Потом вынул из духовки чугунок с борщом, из буфетика - стопку
тарелок будянского фаянса с узором в виде листьев и ягод земляники и
все тарелки расставил по столу, как для большой семьи. Фотографии всех
Гарбузенок, больших и маленьких, занимали в мазанке целый угол.

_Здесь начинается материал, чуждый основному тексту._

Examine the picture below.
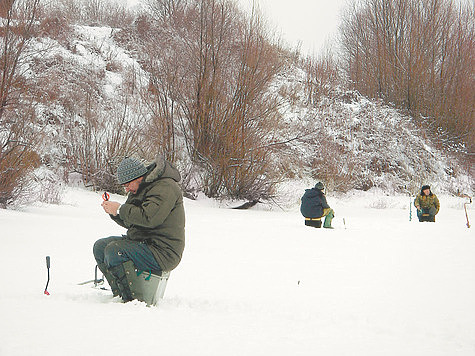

Механик посмотрел на фотографии, вздохнул и убрал тарелки обратно в
буфетик, а из кухонного шкафчика вынул два грубых "полывянных
полумыска" - такие глубокие тарелки продавали гончары из Опошни - и
одну ложку.
- Дай-ка я тебе, золотце, борщику насыплю, - сказал он собаке и
зачерпнул ей погуще, с куском мяса.
Собака не спеша, солидно, принялась за еду. Гарбузенко же,
наоборот, спешил: через пять минут он уже выходил из калитки...
Как раз в это самое время человек в офицерском кителе с пустым
рукавом спустился по каменной лесенке к пляжу. Пляж был пуст. Только у
самой воды среди гниющих водорослей стоял вестовой солдат: охранял
одежду офицера контрразведки. Виден был черный череп на рукаве
гимнастерки. В руке у солдата были часы с открытой крышечкой.
- Давно купается? - спросил однорукий.
Солдат взглянул на часы:
- Уже минуту.
Купальщик, лиловый, трясущийся, выскочил, из воды на берег.
Без мундира он был похож на семинариста - борода, грива...
- Кто же купается в ноябре, господин Гуров? - сказал однорукий.
- У меня с-своя с-система з-закаливания организма. - У купальщика
зуб на зуб не попадал.
Вестовой подал одежду. Гуров натянул гимнастерку с черепом на
рукаве и воззрился на однорукого:
- Ну?..
- На климатической станции был посторонний, грек с "Джалиты"
Ксенофонт Михалокопулос. Больше часа проторчал.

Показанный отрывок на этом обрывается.